The oil and gas industry stands at a critical technological inflection point, where innovation, efficiency and adaptability are no longer optional but essential for survival. The convergence of advanced technologies—from sophisticated control systems like Ideal OS to emerging artificial intelligence capabilities—is fundamentally reshaping how wellsite operations are conceived, executed and optimized. 

This transformation is driven by multiple interconnected imperatives: cost reduction, environmental sustainability, operational complexity and the urgent need to maximize resource extraction. Traditional approaches that rely on legacy systems and tribal knowledge are giving way to data-driven, intelligent operational frameworks that can process thousands of data points in real time, adapt to dynamic conditions, and continuously learn and improve. 

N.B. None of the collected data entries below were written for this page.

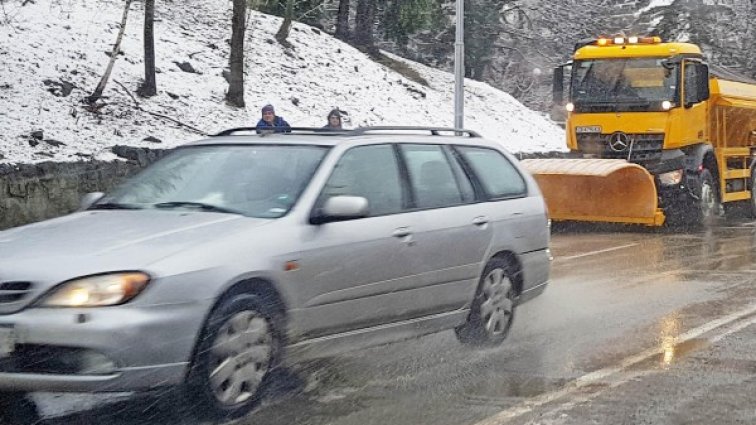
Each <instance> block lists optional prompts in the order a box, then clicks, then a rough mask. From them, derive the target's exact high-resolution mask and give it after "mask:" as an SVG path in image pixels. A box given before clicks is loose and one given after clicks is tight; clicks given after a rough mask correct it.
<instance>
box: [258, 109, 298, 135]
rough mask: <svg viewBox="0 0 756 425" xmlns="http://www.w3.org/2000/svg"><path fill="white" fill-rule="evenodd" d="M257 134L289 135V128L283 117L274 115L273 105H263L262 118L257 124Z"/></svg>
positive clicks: (285, 121) (289, 129)
mask: <svg viewBox="0 0 756 425" xmlns="http://www.w3.org/2000/svg"><path fill="white" fill-rule="evenodd" d="M256 128H257V132H258V133H262V132H263V131H272V132H274V133H290V132H291V126H290V125H289V123H287V122H286V120H285V119H283V117H279V116H277V115H276V110H275V109H273V105H270V104H268V105H265V106H263V109H262V118H260V121H258V122H257V127H256Z"/></svg>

The future of the oil and gas industry lies not in replacing human expertise but in creating technological ecosystems that augment human capabilities. By standardizing data, implementing flexible control systems and leveraging machine learning, companies can reduce operational risks, enhance efficiency and create more responsive, intelligent extraction processes. 

ABOUT THE AUTHOR

TRAVIS BOLT, MBA, is the Global Frac Technology director for NOV, where he manages the company’s fracturing technology portfolio within intervention and stimulation across North American and international markets. He also leads NOV’s research and development efforts in pressure pumping. With a career that spans roles such as vice president of Operations, head of R&D and partner in an oil and gas engineering firm, Mr. Bolt brings deep expertise to advancing energy solutions. A founding member of the Energy Transition Committee of the Energy Workforce and Technology Council, he holds an MBA, ESG accreditation from PESA and advanced executive education in innovation leadership from Rice University.